Dual-branch Hybrid Learning Network for Unbiased Scene Graph Generation

Chaofan Zheng,Lianli Gao,Xinyu Lyu,Pengpeng Zeng,Abdulmotaleb El Saddik,Heng Tao Shen
DOI: https://doi.org/10.48550/arXiv.2207.07913
2022-07-16
Abstract:The current studies of Scene Graph Generation (SGG) focus on solving the long-tailed problem for generating unbiased scene graphs. However, most de-biasing methods overemphasize the tail predicates and underestimate head ones throughout training, thereby wrecking the representation ability of head predicate features. Furthermore, these impaired features from head predicates harm the learning of tail predicates.
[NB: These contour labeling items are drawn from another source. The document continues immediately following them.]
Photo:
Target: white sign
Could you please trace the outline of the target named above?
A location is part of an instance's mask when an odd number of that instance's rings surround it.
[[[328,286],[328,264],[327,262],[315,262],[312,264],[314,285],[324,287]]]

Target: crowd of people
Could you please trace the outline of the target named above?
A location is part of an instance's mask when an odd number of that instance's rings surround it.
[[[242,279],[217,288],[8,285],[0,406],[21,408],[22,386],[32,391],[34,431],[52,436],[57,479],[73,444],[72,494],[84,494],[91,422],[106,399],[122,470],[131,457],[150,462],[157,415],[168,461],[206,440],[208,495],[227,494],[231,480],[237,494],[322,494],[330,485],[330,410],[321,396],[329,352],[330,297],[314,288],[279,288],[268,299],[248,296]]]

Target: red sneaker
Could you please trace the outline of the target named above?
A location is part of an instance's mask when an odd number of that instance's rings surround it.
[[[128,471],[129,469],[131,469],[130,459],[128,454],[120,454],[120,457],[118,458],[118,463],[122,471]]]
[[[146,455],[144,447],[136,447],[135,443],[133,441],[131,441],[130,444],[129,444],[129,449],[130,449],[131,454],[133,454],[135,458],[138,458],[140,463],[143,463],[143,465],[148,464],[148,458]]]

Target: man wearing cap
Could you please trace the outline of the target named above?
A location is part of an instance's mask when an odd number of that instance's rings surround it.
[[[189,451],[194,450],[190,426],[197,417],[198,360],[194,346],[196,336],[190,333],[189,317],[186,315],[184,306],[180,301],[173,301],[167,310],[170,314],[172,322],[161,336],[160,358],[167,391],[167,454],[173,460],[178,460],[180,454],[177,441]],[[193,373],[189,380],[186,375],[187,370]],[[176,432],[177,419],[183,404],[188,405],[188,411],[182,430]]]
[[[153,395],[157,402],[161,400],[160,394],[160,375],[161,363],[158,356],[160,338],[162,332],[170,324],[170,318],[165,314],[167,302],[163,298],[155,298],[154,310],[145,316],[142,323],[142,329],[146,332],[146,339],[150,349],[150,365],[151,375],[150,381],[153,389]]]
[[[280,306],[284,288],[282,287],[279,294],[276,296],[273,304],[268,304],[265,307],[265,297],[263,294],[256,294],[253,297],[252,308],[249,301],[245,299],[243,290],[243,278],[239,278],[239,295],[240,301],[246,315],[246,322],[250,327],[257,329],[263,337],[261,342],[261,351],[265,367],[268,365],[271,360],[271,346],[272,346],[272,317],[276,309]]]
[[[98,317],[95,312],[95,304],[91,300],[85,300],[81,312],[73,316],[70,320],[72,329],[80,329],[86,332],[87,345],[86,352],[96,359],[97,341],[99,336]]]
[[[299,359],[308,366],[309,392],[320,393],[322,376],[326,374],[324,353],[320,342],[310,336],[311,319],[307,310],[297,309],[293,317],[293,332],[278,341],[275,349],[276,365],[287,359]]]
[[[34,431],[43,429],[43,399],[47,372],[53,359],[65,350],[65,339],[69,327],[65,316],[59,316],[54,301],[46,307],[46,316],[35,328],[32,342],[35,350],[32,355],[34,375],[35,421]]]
In fact, the inference of tail predicates heavily depends on the general patterns learned from head ones, e.g., "standing on" depends on "on". Thus, these de-biasing SGG methods can neither achieve excellent performance on tail predicates nor satisfying behaviors on head ones. To address this issue, we propose a Dual-branch Hybrid Learning network (DHL) to take care of both head predicates and tail ones for SGG, including a Coarse-grained Learning Branch (CLB) and a Fine-grained Learning Branch (FLB). Specifically, the CLB is responsible for learning expertise and robust features of head predicates, while the FLB is expected to predict informative tail predicates. Furthermore, DHL is equipped with a Branch Curriculum Schedule (BCS) to make the two branches work well together. Experiments show that our approach achieves a new state-of-the-art performance on VG and GQA datasets and makes a trade-off between the performance of tail predicates and head ones. Moreover, extensive experiments on two downstream tasks (i.e., Image Captioning and Sentence-to-Graph Retrieval) further verify the generalization and practicability of our method.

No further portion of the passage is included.